GBM AGILE Phase II/III Bayesian Randomized Platform Trial

Key Takeaways
- In GBM AGILE, regorafenib did not improve overall survival versus control in either newly diagnosed unmethylated or recurrent glioblastoma and enrollment stopped early for limited efficacy.
- The trial used a phase II/III Bayesian adaptive platform design with a common control arm, prospectively defined subtype signatures, and monthly interim decision-making.
- Regorafenib was associated with increased toxicity relative to control, although the negative arm also illustrated the operating features of the GBM AGILE platform.
In the regorafenib report, investigators assessed the drug as the first investigational arm in the platform after prior phase II data had suggested an overall survival benefit in recurrent disease. The study included both newly diagnosed unmethylated glioblastoma and recurrent glioblastoma, allowing the drug to be tested across predefined patient subtypes within a shared trial structure.
The regorafenib arm enrolled patients with 1 of 2 trial-defined subtypes: newly diagnosed unmethylated glioblastoma and recurrent glioblastoma. Prospectively defined arm signatures were newly diagnosed unmethylated, recurrent disease, and the combined population of both groups. Because regorafenib was the first investigational arm in GBM AGILE, it was equally randomized against control. In newly diagnosed unmethylated disease, the control regimen was temozolomide plus radiotherapy; in recurrent disease, the control regimen was lomustine. Efficacy was evaluated using the hazard ratio for overall survival, comparing investigational arm with control.
The platform’s decision framework was explicitly Bayesian and adaptive. Benefit was to be declared if the Bayesian probability that the hazard ratio was less than 1.00 reached at least 98%. Monthly analyses also assessed predictive power. If Bayesian predictive power fell below 25% across all prespecified signatures, the arm stopped enrolling for limited efficacy. Follow-up then continued for 12 months after accrual stopped. This design was intended to allow earlier decisions than a fixed traditional trial while preserving registration intent.
The regorafenib arm did not meet efficacy criteria. At the August 2021 interim evaluation, predictive power fell below 0.25 in all 3 signatures, and enrollment stopped for limited efficacy. Final intention-to-treat sample sizes were 176 patients assigned to regorafenib and 179 assigned to control. In the final analysis, regorafenib did not improve overall survival in either subtype. Median hazard ratios were 1.05 for newly diagnosed unmethylated disease, 1.07 for recurrent disease, and 1.07 in the combined population. Final probabilities of benefit, defined as a hazard ratio below 1.00, were 0.421 in newly diagnosed unmethylated disease, 0.312 in recurrent disease, and 0.296 overall, all well below the prespecified threshold for success.
The subgroup-level survival findings were similarly negative. In newly diagnosed unmethylated glioblastoma, Bayesian-modeled median overall survival was 14.28 months with regorafenib versus 14.56 months with control, with a hazard ratio of 1.05. In recurrent glioblastoma, modeled median overall survival was 9.20 months with regorafenib versus 9.69 months with control, with a hazard ratio of 1.07. A modified intention-to-treat analysis was consistent with the intention-to-treat results and also did not show an overall survival benefit.

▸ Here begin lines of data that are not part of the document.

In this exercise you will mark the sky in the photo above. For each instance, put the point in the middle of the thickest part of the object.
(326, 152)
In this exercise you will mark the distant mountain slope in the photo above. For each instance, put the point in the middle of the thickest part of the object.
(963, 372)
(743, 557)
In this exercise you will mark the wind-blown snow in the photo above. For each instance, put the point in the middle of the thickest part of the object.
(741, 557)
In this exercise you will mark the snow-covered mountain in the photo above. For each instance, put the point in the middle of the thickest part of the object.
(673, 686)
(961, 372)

Safety favored control. The investigators reported no new safety signals with regorafenib, but treatment-related toxicities were higher with regorafenib than with control. In recurrent disease, grade 3 or 4 treatment-emergent adverse events occurred in 45% of regorafenib-treated patients versus 32% of controls. In newly diagnosed unmethylated disease, the corresponding rates were 74% with regorafenib and 30% with control. Treatment-related serious adverse events, dose interruptions, dose reductions, and discontinuations were also generally more frequent with regorafenib. The most common treatment-emergent adverse events with regorafenib included fatigue, headache, hypertension, nausea, constipation, increased ALT, and palmar-plantar erythrodysesthesia, varying somewhat by disease setting.

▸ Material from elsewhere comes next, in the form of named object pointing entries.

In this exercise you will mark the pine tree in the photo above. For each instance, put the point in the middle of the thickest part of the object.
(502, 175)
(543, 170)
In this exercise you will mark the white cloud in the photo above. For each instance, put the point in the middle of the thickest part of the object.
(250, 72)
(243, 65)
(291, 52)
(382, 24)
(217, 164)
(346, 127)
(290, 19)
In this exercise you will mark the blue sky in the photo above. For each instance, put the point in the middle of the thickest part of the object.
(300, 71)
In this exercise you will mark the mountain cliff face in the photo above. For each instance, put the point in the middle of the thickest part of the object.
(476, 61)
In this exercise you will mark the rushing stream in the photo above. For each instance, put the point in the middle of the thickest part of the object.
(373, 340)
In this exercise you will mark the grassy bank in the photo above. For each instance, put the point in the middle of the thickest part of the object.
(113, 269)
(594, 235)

The authors concluded that GBM AGILE did not show superiority of regorafenib over control in either recurrent glioblastoma or newly diagnosed unmethylated glioblastoma and that regorafenib caused increased toxicities. They also noted that regorafenib has been removed from NCCN guidelines as a treatment option for recurrent disease after failure to confirm the earlier REGOMA signal. At the same time, the regorafenib arm was presented as a demonstration of the GBM AGILE platform’s operating model: shared controls, adaptive randomization, predefined signatures, and Bayesian stopping rules allowed the trial to stop this ineffective arm earlier and continue evaluating other therapies within the ongoing platform.